Step 4: Focus recommendations on actionable specifics. Rather than "continue therapy," specify "continue individual therapy using cognitive approaches targeting residual safety and trust beliefs, with PCL-5 monitoring every 4-6 sessions." Specific recommendations give the receiving clinician a running start.

Step 5: Address risk explicitly. Even if the client's risk level is low, document the assessment. The receiving clinician must know from the outset whether there is a history of suicidal ideation, self-harm, or other safety concerns. Err on the side of providing too much risk information rather than too little.

Step 6: Review the summary with the client. Before sending, review the summary with the client. This supports transparency, allows the client to correct any factual errors, and can be a meaningful part of the termination process. Some clients find it validating to see their progress documented.

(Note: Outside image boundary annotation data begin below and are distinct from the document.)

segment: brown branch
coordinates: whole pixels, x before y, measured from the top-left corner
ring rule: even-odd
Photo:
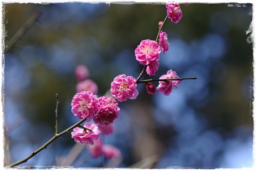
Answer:
[[[10,50],[13,45],[28,31],[28,30],[34,25],[43,13],[42,9],[38,10],[20,28],[19,30],[11,38],[5,46],[4,52]]]

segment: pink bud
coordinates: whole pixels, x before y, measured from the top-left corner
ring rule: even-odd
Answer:
[[[146,89],[147,89],[148,94],[154,94],[156,92],[156,86],[155,86],[154,84],[151,83],[147,82],[146,83]]]
[[[158,22],[158,26],[159,27],[161,27],[162,25],[163,25],[163,21],[159,21]]]

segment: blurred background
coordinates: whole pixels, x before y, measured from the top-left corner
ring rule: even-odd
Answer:
[[[144,78],[158,78],[172,69],[180,78],[197,79],[182,81],[168,96],[149,94],[144,84],[138,85],[138,97],[119,103],[115,132],[103,138],[120,149],[122,158],[93,159],[78,145],[81,153],[68,166],[252,167],[252,4],[180,6],[181,21],[167,20],[163,29],[169,50],[161,53],[156,75]],[[166,15],[164,4],[4,4],[4,43],[38,10],[39,22],[4,54],[5,166],[53,136],[55,93],[59,132],[79,120],[70,106],[77,66],[87,67],[98,96],[109,90],[118,75],[137,78],[143,66],[134,51],[142,40],[156,39],[158,23]],[[19,166],[60,166],[58,161],[72,156],[75,144],[68,133]]]

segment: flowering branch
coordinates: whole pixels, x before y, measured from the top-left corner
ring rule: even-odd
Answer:
[[[142,80],[141,81],[138,81],[137,82],[137,84],[140,84],[142,83],[147,83],[150,82],[167,82],[168,80],[180,80],[181,81],[184,79],[196,79],[196,77],[189,77],[189,78],[166,78],[166,79],[149,79]]]
[[[118,117],[120,109],[118,107],[117,101],[122,102],[127,99],[136,99],[139,94],[136,86],[139,83],[146,83],[146,89],[149,94],[154,94],[158,90],[164,95],[169,95],[173,89],[176,88],[180,84],[181,80],[197,79],[196,77],[180,78],[177,76],[176,72],[170,69],[166,75],[162,75],[159,79],[140,80],[144,76],[145,72],[149,76],[155,75],[159,64],[158,61],[161,51],[164,54],[169,49],[170,43],[168,42],[167,34],[162,30],[167,18],[171,19],[174,23],[177,23],[182,17],[180,5],[177,3],[167,3],[166,7],[167,9],[167,16],[163,21],[158,23],[159,31],[156,40],[150,39],[142,40],[135,50],[136,60],[144,66],[138,78],[135,79],[132,76],[126,76],[124,74],[119,75],[114,79],[110,85],[110,91],[113,97],[107,96],[98,97],[95,95],[98,92],[97,85],[87,78],[88,76],[87,70],[80,67],[78,71],[80,72],[82,70],[84,75],[81,76],[78,74],[79,72],[77,72],[76,71],[77,76],[77,76],[77,80],[80,81],[78,83],[80,83],[79,85],[81,86],[77,86],[77,93],[72,100],[71,110],[74,116],[81,120],[60,134],[58,133],[58,107],[59,101],[58,95],[56,94],[56,124],[54,135],[44,145],[33,152],[30,155],[7,167],[13,167],[26,162],[39,152],[46,149],[47,146],[55,140],[71,129],[73,129],[73,132],[71,133],[71,137],[74,139],[75,142],[95,145],[94,147],[89,146],[88,149],[93,157],[98,157],[101,153],[107,158],[119,157],[121,153],[119,150],[111,145],[103,145],[101,140],[99,139],[100,133],[104,132],[103,128],[105,129],[107,128],[107,127],[111,127],[113,121]],[[159,82],[159,85],[156,87],[153,83],[149,83],[150,82]],[[85,85],[91,86],[85,86]],[[86,87],[87,89],[82,91],[80,87],[83,88]],[[87,119],[93,119],[95,124],[91,122],[86,122],[83,126],[80,125]],[[99,129],[101,130],[99,131]],[[96,149],[99,149],[99,153],[95,153],[93,151]]]
[[[136,83],[139,82],[140,79],[141,78],[143,77],[143,76],[144,75],[144,74],[145,73],[146,69],[147,68],[147,65],[144,66],[144,67],[143,68],[142,71],[140,73],[140,74],[139,76],[139,77],[138,77],[138,78],[136,79],[136,80],[135,80]]]
[[[86,131],[86,130],[88,130],[88,131],[90,131],[90,132],[92,131],[92,129],[89,129],[89,128],[85,128],[84,126],[83,126],[82,125],[79,125],[79,127],[82,128],[83,129],[84,129],[84,131]]]
[[[158,31],[158,33],[157,34],[157,36],[156,36],[156,42],[157,42],[157,40],[158,40],[160,32],[161,32],[162,29],[163,28],[163,27],[164,27],[164,25],[165,23],[165,21],[166,21],[167,18],[168,18],[168,15],[166,15],[166,17],[164,19],[164,21],[163,21],[163,23],[161,23],[161,25],[159,26],[159,31]]]
[[[30,158],[32,158],[33,156],[35,156],[36,154],[37,154],[38,152],[41,151],[42,150],[45,149],[46,147],[51,144],[52,142],[53,142],[55,140],[59,138],[59,137],[62,136],[63,135],[65,134],[66,133],[69,132],[74,128],[76,127],[77,126],[83,123],[86,120],[86,119],[82,119],[78,122],[77,122],[76,124],[75,124],[73,126],[70,126],[68,128],[64,130],[62,132],[61,132],[59,134],[55,134],[55,135],[49,140],[46,143],[45,143],[44,145],[42,145],[40,148],[39,148],[37,150],[32,152],[32,153],[30,154],[30,155],[28,156],[26,158],[25,158],[24,159],[18,161],[17,162],[15,162],[11,165],[10,165],[7,166],[7,167],[12,167],[13,166],[20,165],[22,163],[26,162],[28,161],[28,159]]]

Step 7: Send the summary and document the transfer. Send the summary to the receiving clinician using a secure method (encrypted email, secure fax, or direct mail). Document in the client's chart that the summary was sent, the date, the method of transmission, and the recipient.

Common Mistakes

  1. Sending raw session notes instead of a summary. A receiving clinician does not need — or want — 30 pages of progress notes. They need a synthesized, clinically focused document that communicates the essential picture in two to four pages. Session notes are part of the record; they are not a treatment summary.

  2. Omitting outcome measure data. Writing "client improved" without quantitative data is vague and unhelpful. Include baseline and endpoint scores on standardized measures so the receiving clinician has objective benchmarks and can track ongoing progress against a documented trajectory.

  3. Providing vague recommendations. "Continue treatment" is not a recommendation — it is a platitude. Recommendations should specify modality, focus areas, potential challenges, monitoring tools, and any contraindications. The more specific the recommendations, the smoother the transition.

  4. Forgetting to address medications and prescriber coordination. If the client is on psychotropic medication, the treatment summary must include the current medication list, dosages, prescribing provider contact information, and any relevant medication history. A client who transfers to a new therapist without prescriber coordination risks gaps in medication management.

  5. Not documenting the transfer in your own records. After sending the treatment summary, document the transfer in the client's chart — the date of the last session, the reason for transfer, the name of the receiving provider, and confirmation that the summary and ROI were sent. This closes the clinical record appropriately and protects you in case of future questions about the transfer.